Giving Unwanted Wood Another Useful Life
Clare Tattersall
As an environmentally conscious interior designer, I’m always looking for ways to incorporate sustainable practices into my projects, from sourcing local products and choosing eco-friendly materials for furniture, flooring and rugs, to picking ‘healthier’ finishes with low volatile organic compounds and breathing life into old items like chairs by having them reupholstered or creating a bathroom vanity out of an unused desk. The latter is probably my favourite thing to do – there’s nothing quite like taking unwanted household possessions (whether my clients’ or found at a vintage store) and transforming them into something new.

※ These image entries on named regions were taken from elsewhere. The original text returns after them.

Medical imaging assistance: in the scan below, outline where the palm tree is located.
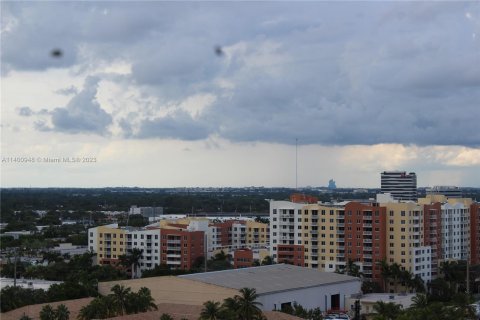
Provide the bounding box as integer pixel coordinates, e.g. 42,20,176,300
390,262,402,293
160,313,173,320
40,304,55,320
221,296,240,320
110,284,131,316
235,288,262,320
343,259,362,278
200,300,221,320
55,304,70,320
410,293,428,309
373,301,402,320
119,248,143,279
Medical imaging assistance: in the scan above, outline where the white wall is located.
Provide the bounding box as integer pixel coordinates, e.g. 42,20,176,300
257,280,361,311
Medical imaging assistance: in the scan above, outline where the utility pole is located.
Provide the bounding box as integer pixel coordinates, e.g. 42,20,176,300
203,232,208,272
467,252,470,295
13,248,17,287
295,138,298,190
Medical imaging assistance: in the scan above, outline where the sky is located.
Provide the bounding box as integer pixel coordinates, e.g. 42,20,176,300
0,1,480,188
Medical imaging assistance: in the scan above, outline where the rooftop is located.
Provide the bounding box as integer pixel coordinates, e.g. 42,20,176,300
179,264,360,294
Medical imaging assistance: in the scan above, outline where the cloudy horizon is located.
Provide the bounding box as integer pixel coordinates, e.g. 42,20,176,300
1,1,480,188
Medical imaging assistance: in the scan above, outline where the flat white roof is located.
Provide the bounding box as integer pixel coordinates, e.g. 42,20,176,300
180,264,360,294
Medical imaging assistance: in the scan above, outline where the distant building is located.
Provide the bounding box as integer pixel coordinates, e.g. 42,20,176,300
381,171,417,201
233,248,253,269
425,186,462,198
328,179,337,190
130,206,163,218
51,243,88,256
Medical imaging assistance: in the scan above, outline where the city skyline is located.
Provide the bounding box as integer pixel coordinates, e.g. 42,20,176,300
1,2,480,188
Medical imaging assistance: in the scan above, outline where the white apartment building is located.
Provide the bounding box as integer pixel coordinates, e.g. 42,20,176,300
270,200,305,261
126,229,161,276
441,201,470,260
410,246,433,282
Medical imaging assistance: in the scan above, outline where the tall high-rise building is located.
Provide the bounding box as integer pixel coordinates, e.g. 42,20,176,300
381,171,417,201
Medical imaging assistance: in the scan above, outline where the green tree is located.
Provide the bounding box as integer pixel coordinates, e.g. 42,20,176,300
55,304,70,320
235,288,262,320
200,300,221,320
110,284,131,316
410,293,428,309
120,248,143,279
221,295,240,320
40,304,56,320
373,301,402,320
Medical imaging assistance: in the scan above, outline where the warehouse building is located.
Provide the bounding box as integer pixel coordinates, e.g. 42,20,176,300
180,264,361,311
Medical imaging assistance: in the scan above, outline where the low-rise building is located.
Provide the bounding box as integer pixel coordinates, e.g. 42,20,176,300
179,264,361,311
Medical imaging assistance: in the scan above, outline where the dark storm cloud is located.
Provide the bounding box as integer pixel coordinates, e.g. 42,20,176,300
2,2,480,146
41,77,112,135
133,110,211,140
55,86,78,96
17,107,33,117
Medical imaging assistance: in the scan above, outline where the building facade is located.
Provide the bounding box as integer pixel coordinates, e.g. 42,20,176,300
380,171,417,201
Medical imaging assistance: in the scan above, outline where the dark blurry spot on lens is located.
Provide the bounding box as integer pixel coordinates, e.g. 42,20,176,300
50,49,63,58
215,46,224,57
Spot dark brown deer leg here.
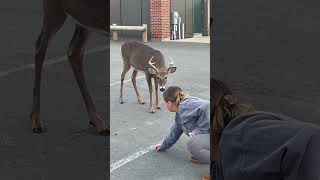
[30,14,66,133]
[146,73,154,113]
[131,70,144,104]
[119,60,130,104]
[68,26,110,135]
[154,79,160,109]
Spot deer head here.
[148,56,177,92]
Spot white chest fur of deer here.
[119,41,177,113]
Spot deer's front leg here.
[146,74,154,113]
[68,26,110,135]
[154,79,160,109]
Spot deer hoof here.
[138,97,145,104]
[99,129,110,136]
[119,98,124,104]
[32,127,42,134]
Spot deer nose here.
[160,87,166,92]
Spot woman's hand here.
[155,144,161,151]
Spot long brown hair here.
[210,78,253,161]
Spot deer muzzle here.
[160,86,166,92]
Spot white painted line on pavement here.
[110,143,159,173]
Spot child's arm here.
[193,105,210,135]
[159,118,183,151]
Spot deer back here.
[121,41,166,73]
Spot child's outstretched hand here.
[155,144,161,151]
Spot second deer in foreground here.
[119,41,177,113]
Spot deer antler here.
[169,56,173,67]
[149,56,158,71]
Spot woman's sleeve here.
[160,115,183,151]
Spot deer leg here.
[131,70,144,104]
[119,61,130,104]
[30,14,66,133]
[146,74,154,113]
[154,79,161,109]
[68,26,110,135]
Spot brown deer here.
[119,41,177,113]
[30,0,110,135]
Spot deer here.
[29,0,110,136]
[119,41,177,113]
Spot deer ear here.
[168,67,177,73]
[148,68,157,74]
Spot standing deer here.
[30,0,110,135]
[119,41,177,113]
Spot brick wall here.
[150,0,170,40]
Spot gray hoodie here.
[215,112,320,180]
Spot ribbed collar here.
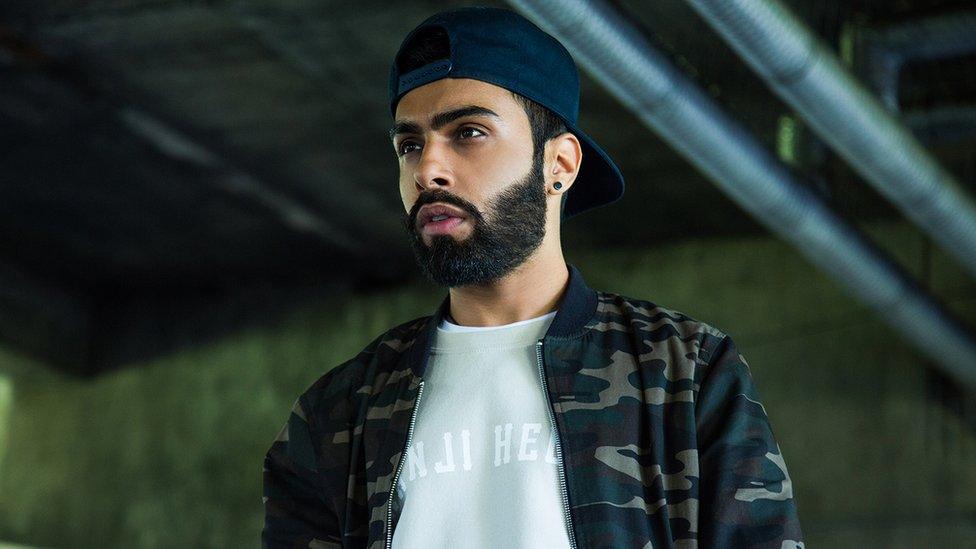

I’m obviously just one of many who want to help the planet. And countless others are making a much greater positive environmental impact. One such person is Heather Jeffery, the brainchild behind Re4m – the only known recycling design firm in Ottawa. Pronounced ‘reform,’ the company designs and manufactures custom furnishings, fixtures and displays using unwanted building materials, including wood scraps, that have been rescued and otherwise would end up in landfills. Jeffery, who is also the lead fabricator, began her upcycling business in 2016, while working as a graphic designer at a local retail store.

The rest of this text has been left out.